Re: [Haskell] Lazy IO breaks purity

Lennart Augustsson wrote:
I don't see any breaking of referential transparence in your code. Every time you do an IO operation the result is basically non-deterministic since you are talking to the outside world. You're assuming the IO has some kind of semantics that Haskell makes no promises about.
I'm not saying that this isn't a problem, because it is. But it doesn't break referential transparency, it just makes the semantics of IO even more complicated.
(I don't have a formal proof that unsafeInterleaveIO cannot break RT, but I've not seen an example where it does yet.)
So the argument is something like: we can think of the result of a call to unsafeInterleaveIO as having been chosen at the time we called unsafeInterleaveIO, rather than when its result is actually evaluated. This is on dodgy ground, IMO: either you admit that the IO monad contains an Oracle, or you admit it can time-travel. I don't believe in either of those things :-) Cheers, Simon
-- Lennart
On Thu, Mar 5, 2009 at 2:12 AM,
wrote: We demonstrate how lazy IO breaks referential transparency. A pure function of the type Int->Int->Int gives different integers depending on the order of evaluation of its arguments. Our Haskell98 code uses nothing but the standard input. We conclude that extolling the purity of Haskell and advertising lazy IO is inconsistent.
Henning Thielemann wrote on Haskell-Cafe:
Say I have a chain of functions: read a file, ... write that to a file, all of these functions are written in a lazy way, which is currently considered good style Lazy IO should not be considered good style. One of the common definitions of purity is that pure expressions should evaluate to the same results regardless of evaluation order, or that equals can be substituted for equals. If an expression of the type Int evaluates to 1, we should be able to replace every occurrence of the expression with 1 without changing the results and other observables.
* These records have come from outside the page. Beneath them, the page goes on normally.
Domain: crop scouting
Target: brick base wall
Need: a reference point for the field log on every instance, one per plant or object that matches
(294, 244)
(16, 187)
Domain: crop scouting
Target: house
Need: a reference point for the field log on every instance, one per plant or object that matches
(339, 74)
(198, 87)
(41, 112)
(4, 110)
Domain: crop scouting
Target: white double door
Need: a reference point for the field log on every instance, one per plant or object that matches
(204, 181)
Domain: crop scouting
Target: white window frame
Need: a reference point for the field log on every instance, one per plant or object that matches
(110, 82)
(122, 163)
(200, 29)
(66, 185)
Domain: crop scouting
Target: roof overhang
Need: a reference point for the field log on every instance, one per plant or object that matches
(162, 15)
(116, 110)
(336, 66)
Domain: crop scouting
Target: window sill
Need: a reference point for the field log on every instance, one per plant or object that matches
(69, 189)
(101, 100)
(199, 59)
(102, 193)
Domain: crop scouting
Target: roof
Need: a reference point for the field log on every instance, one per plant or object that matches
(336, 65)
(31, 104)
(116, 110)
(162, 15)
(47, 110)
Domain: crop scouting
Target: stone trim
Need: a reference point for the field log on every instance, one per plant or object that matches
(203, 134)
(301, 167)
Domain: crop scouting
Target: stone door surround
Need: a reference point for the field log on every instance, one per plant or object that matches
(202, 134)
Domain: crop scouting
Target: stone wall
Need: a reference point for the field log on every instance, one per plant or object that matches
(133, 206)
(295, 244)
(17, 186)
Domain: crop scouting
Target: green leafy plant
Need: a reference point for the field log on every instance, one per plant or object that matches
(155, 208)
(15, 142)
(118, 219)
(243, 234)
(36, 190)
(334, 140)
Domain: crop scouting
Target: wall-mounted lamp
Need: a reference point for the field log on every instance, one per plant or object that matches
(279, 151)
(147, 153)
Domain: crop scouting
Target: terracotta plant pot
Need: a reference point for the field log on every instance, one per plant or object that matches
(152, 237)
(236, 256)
The expression (read s) where s is the result of the (hGetContents h1) action has the pure type, e.g., Int. Yet its evaluation does more than just producing an integer: it may also close a file associated with the handle h1. Closing the file has an observable effect: the file descriptor, which is a scarce resource, is freed. Some OS lock the open file, or prevent operations such as renaming and deletion on the open file. A file system whose file is open cannot be unmounted. Suppose I use an Haskell application such as an editor to process data from a removable drive. I mount the drive, tell the application the file name. The (still running) application finished with the file and displayed the result. And yet I can't unplug the removable drive, because it turns out that the final result was produced without needing to read all the data from the file, and the file remains unclosed.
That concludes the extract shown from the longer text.